La plupart des personnes ne rencontrent pas forcément de problèmes pour se toucher, pour comprendre comment fonctionne leur corps. Quand vous n’avez pas besoin d’un tiers, quand vous n’avez pas besoin d’aide, vous faites comme vous l’entendez et personne ne vous dit rien, même s’il reste énormément de questions… Pour une personne en situation de handicap, c’est plus compliqué puisqu’on lui dit, du moins c’est sous-entendu : il n’y a pas de possibilité pour vous d’avoir de sexualité. Quand vous êtes une femme tétraplégique par exemple, vous ne pouvez pas bouger les bras et les mains. Comment faites-vous pour découvrir votre corps ? Quelle est la personne qui va vous guider ?
Pourquoi ces questions ont-elles mis si longtemps à être abordées ?
En France, ces questions sont restées très longtemps taboues. Elles ont commencé à émerger depuis une vingtaine d’années. La loi pour l’égalité des droits et des chances, la participation et la citoyenneté des personnes handicapées de février 2005 a constitué un tournant. Cette loi n’a évidemment pas tout réglé, mais elle a permis de sortir un tout petit peu d’une certaine précarité pour ces personnes et d’ouvrir le champ des possibles. Les personnes handicapées ont commencé à se dire : « c’est bien, on peut aller à l’école, occuper un métier, partir en vacances, avoir une voiture aménagée, et pour tout cela recevoir des aides techniques adaptées.

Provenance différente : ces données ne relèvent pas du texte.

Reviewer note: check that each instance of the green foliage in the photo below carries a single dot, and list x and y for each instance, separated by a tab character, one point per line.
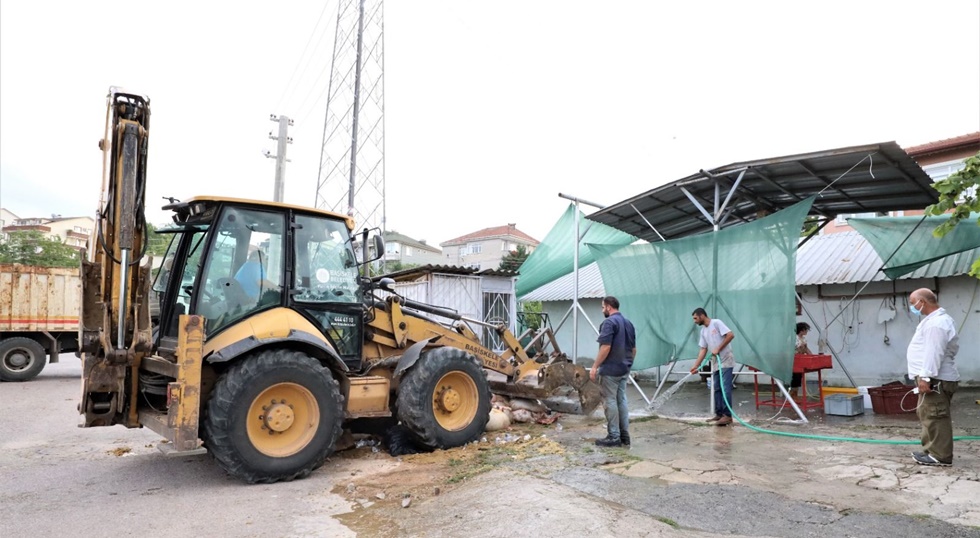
958	193
156	243
530	316
810	225
513	260
32	247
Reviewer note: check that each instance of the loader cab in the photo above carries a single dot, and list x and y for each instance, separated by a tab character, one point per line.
231	259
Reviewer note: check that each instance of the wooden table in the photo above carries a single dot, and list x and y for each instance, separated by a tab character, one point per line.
802	364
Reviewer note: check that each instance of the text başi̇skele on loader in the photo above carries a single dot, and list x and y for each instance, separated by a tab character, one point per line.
271	339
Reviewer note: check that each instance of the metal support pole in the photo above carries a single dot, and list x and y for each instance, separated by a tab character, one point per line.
575	305
820	334
357	112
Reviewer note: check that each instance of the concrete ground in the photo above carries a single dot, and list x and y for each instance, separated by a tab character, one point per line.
681	478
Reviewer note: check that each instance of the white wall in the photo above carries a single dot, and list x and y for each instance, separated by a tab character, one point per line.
859	337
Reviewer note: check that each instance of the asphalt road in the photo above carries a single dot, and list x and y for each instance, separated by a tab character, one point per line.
57	479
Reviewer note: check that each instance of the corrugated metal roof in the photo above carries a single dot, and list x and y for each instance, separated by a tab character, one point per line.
857	179
589	286
844	258
839	258
414	273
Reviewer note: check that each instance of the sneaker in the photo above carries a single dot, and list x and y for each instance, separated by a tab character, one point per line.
609	441
928	459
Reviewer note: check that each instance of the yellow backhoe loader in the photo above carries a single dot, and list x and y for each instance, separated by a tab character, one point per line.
271	336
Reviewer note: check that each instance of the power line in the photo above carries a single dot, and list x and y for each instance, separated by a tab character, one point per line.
299	61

Mais la vie intime, sexuelle, ou le fait d’être parents, est-ce qu’il est possible d’en parler ? ». Dans cette loi, y avait rien sur ces sujets. Les gens ont commencé à en discuter, il y a eu des témoignages et les associations s’en sont mêlées. En 2007, un colloque a été organisé par la Coordination Handicap et Autonomie au Parlement européen de Strasbourg sur « Handicaps et sexualités », qui a aussi beaucoup contribué à ouvrir le débat.

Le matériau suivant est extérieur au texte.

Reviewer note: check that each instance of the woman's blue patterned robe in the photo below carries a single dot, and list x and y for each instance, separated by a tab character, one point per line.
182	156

Lors des ateliers participatifs qui ont été mis en place par le Conseil national consultatif des personnes handicapées (CNCPH), avec la participation de CH(s)OSE, quelles demandes ont émergées ?
Trois thématiques ont été abordées lors de ces ateliers : le respect de l’intimité quel que soit le milieu de vie ; les gestes, le rapport au corps, l’éducation à la sexualité et l’accès à la santé sexuelle ; et, plus spécifiquement, l’assistance sexuelle.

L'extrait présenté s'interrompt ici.